Elle s’installa dans le café de la place du palais.
Au-dessus de sa tasse de thé, une grande glace reflétait l’extérieur, ses étalages tortueux, le petit monde du marché. Les vendeurs, bras roulés sur le ventre, mains enfouies dans les manches, sautillaient sur place pour se réchauffer. Il était encore tôt, la foule était clairsemée. Elsa pouvait discrètement distinguer les visages des passants et saisir leurs mimiques… Et si l’aiguille bleue-verte perçait de ce lent flot d’humanité ? Elle l’espérait tant qu’elle crut plusieurs fois – chamade – reconnaître la silhouette brune.
Mais non.
Elle fixa son reflet. Devant elle, Elsa buvait du thé. Elle chercha un détail, quelque chose qui put lui indiquer ce qui, en elle, avait été… Quoi ? Piqué ? Accroché ?... Rien d’autre qu’un regard attentif, le sien, ne perçait de son double au-dessus de la tasse dethé…
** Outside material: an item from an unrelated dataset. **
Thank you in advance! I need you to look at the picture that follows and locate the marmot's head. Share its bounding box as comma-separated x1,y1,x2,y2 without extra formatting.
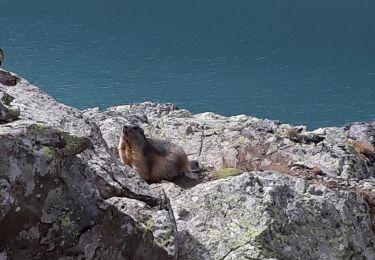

Pourtant, là-bas, dans l’extrême douceur d’un regard de lumière, trônait une autre Elsa, elle le sentait. Sauf qu’une étendue indistincte l’en sépare qui dérobe le sol sous ses pas. C’est comme un seuil à franchir, et elle n’a qu’une seule piste : le regard phosphorescent de l’autre nuit...
Elle fit pensivement tourner l’anneau d’une de ses boucles d’oreille. En forme de lune, celles-ci donnaient à sa frimousse une nuance gitane qui lui allait bien mieux la nuit. Et puis, elles étaient vivantes. Le bleu de leurs pierres se teinterait, avec le temps, de verts, d’ocres et de jaunes comme les feuilles de l’automne…
Elle tressaillit. Ces lunes en turquoise vibraient du même mystère bleu-vert que sa rencontre au Scoubidou ! Inhabituellement à ses oreilles en plein matin n’en confirmaient-elles pas l’importance après coup, comme un reflet fulgurant donne au soleil sa place... ? Que cela vienne du dedans ou du dehors, ou des deux, cette fois elle en fut vraiment sûre, quelque chose qu’elle ne connaissait pas venait de s’emparer de son destin… Une force plus vaste la liait désormais à un autre monde, parallèle au sien. Elle était devenue l’un des pôles de deux univers adjacents, finement imbriqués… Une perspective aussi attractive qu’angoissante.
Elle eut besoin de bouger.
Dehors, une masse multicolore s’agglutinait maintenant autour des étalages. Les voix des marchands, claires et puissantes, tranchaient sur l’insaisissable des conversations – « Mandarines corses ! Les mandarines corses viennent d’arriver ! ». Elsa s’enfouit dans la cohue avec gratitude. Entre le monsieur très respectable penché dubitativement sur les oranges, la dame complètement tirée vers le haut fouillant par-delà les épaules, et l’éternel clochard haranguant la multitude dans la pâte de sa voix, rien de tel que cette foule contrastée baignant dans un incroyable méli-mélo d’odeurs et de couleurs pour se distraire d’elle-même. À l’autre bout de la grand place, elle s’acheta un bouquet et quelques légumes, et rentra...
La chambre sous les toits avait pris l’air du matin, mais l’heure était trop avancée pour le rayon de soleil. La jeune fille éprouva un soudain besoin d’ordre et, tout en rangeant, tomba sur le bout de papier avec l’adresse...
La rue était étroite, furtive et maladroite. Coupée du soleil, elle avait l’air triste. Au numéro huit, tranchait une grande porte en bois clair et comme trop bien entretenue. À l’intérieur, de larges escaliers, une rampe en bois ciré et un très haut plafond ouvert sur le ciel par une élégante coupe en vitrages, paraissaient destinés à une autre race qu’humaine. Un espace si… impérieux, qu’Elsa envisagea un instant de rebrousser chemin... Mais, un sursaut d’orgueil – elle n’allait pas avoir peur tout de même –, et la raison l’emporta. Elle grimpa jusqu’au second et appuya sur le carré de la sonnette... Après quelques bruits indistincts, la porte s’entrebâilla. Une chaînette barrait son ouverture. Au-dessus, une face de vieille dame l’examina.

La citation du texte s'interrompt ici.